The best treatment approach for children with B-precursor acute lymphoblastic leukemia (ALL) in second clinical remission (CR) after a marrow relapse is controversial. To address this question, we compared outcomes in 188 patients enrolled in chemotherapy trials and 186 HLA-matched sibling transplants, treated between 1991 and 1997. Groups were similar except that chemotherapy recipients were younger (median age, 5 versus 8 years) and less likely to have combined marrow and extramedullary relapse (19% versus 30%). To adjust for time-to-transplant bias, treatment outcomes were compared using left-truncated Cox regression models. The relative efficacy of chemotherapy and transplantation depended on time from diagnosis to first relapse and the transplant conditioning regimen used. For children with early first relapse (< 36 months), risk of a second relapse was significantly lower after total body irradiation (TBI)-containing transplant regimens (relative risk [RR], 0.49; 95% confidence interval [CI] 0.33-0.71, P < .001) than chemotherapy regimens.

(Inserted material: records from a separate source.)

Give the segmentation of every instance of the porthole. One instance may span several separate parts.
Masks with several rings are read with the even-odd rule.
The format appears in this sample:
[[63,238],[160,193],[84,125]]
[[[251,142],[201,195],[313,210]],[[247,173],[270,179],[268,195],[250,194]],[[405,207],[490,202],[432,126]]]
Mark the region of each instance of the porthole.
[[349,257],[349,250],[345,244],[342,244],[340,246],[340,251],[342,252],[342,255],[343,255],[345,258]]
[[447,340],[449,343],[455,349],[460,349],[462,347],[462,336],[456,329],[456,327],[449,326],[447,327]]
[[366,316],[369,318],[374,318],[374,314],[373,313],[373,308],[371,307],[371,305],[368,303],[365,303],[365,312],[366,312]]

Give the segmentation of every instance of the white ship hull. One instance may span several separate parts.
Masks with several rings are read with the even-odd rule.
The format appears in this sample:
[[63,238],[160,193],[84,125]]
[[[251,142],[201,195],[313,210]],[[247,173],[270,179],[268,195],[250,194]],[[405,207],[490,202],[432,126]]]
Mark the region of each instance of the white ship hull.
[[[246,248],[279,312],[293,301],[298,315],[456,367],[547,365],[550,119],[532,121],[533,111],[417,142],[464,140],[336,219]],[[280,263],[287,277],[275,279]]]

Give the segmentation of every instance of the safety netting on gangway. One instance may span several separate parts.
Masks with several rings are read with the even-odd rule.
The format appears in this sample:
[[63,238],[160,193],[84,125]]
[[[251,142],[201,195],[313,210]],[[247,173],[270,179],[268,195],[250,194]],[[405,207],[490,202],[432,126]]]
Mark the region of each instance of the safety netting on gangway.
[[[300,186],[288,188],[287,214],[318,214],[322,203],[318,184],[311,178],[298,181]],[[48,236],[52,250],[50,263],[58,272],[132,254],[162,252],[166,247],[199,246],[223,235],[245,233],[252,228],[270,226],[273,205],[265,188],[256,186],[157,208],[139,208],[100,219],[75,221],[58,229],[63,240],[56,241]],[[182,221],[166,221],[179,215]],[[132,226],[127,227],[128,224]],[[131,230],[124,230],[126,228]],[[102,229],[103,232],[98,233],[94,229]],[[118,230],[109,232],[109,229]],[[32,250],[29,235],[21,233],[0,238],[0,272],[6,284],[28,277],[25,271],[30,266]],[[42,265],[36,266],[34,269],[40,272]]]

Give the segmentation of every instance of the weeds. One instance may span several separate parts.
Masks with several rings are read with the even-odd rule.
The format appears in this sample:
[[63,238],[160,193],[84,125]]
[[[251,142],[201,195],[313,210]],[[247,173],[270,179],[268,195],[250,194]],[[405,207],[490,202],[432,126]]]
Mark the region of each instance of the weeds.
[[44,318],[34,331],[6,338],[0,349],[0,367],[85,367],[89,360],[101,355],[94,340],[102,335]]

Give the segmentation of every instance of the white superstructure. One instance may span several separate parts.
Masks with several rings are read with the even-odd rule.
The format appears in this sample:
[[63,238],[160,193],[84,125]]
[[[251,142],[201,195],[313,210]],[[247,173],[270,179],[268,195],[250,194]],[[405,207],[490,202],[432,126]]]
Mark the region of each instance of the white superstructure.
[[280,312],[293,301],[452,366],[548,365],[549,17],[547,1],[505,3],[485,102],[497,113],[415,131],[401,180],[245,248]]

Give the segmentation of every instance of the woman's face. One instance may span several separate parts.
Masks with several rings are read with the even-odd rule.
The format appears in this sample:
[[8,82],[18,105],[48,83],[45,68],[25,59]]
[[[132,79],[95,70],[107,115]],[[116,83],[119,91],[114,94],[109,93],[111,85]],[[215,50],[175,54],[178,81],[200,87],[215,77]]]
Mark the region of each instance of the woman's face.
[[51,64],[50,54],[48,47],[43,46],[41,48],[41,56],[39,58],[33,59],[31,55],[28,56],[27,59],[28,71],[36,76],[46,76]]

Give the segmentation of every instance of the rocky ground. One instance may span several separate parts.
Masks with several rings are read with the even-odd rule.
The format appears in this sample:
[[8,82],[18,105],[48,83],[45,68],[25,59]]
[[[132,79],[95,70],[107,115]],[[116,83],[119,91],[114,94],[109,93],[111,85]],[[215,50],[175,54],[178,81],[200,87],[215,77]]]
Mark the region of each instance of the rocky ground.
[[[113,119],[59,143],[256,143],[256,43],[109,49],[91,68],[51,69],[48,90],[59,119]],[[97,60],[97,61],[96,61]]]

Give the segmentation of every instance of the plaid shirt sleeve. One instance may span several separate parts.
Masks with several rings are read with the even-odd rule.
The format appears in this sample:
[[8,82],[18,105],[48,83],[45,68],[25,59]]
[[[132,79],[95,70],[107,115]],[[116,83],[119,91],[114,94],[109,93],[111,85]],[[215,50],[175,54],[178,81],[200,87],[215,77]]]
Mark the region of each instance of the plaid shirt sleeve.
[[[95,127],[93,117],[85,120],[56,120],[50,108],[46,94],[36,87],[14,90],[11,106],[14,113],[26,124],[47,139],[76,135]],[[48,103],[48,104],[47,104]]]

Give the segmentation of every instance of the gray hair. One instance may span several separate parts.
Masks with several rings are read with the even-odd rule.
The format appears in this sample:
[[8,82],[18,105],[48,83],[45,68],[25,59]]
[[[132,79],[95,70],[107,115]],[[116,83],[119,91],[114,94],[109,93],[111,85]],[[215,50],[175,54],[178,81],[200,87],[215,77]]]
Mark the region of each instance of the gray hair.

In contrast, for children with a late first relapse (> or = 36 months), risks of second relapse were similar after TBI-containing regimens and chemotherapy (RR, 0.92; 95% CI, 0.49-1.70, P = .78). These data support HLA-matched sibling donor transplantation using a TBI-containing regimen in second CR for children with ALL and early relapse.

Figure 1.

Probability of second leukemia recurrence. A indicates chemotherapy recipients after an early first relapse; B, transplant recipients with TBI regimens after an early first relapse; C, transplant recipients with non-TBI regimens after an early first relapse; D, chemotherapy recipients after late first relapse; E, transplant recipients with TBI regimens after late first relapse; and F, transplant recipients with non-TBI regimens after late first relapse.

Figure 2.

Probability of leukemia-free survival. A indicates chemotherapy recipients after an early first relapse; B, transplant recipients with TBI regimens after an early first relapse; C, transplant recipients with non-TBI regimens after an early first relapse; D, chemotherapy recipients after late first relapse; E, transplant recipients with TBI regimens after late first relapse; and F, transplant recipients with non-TBI regimens after late first relapse.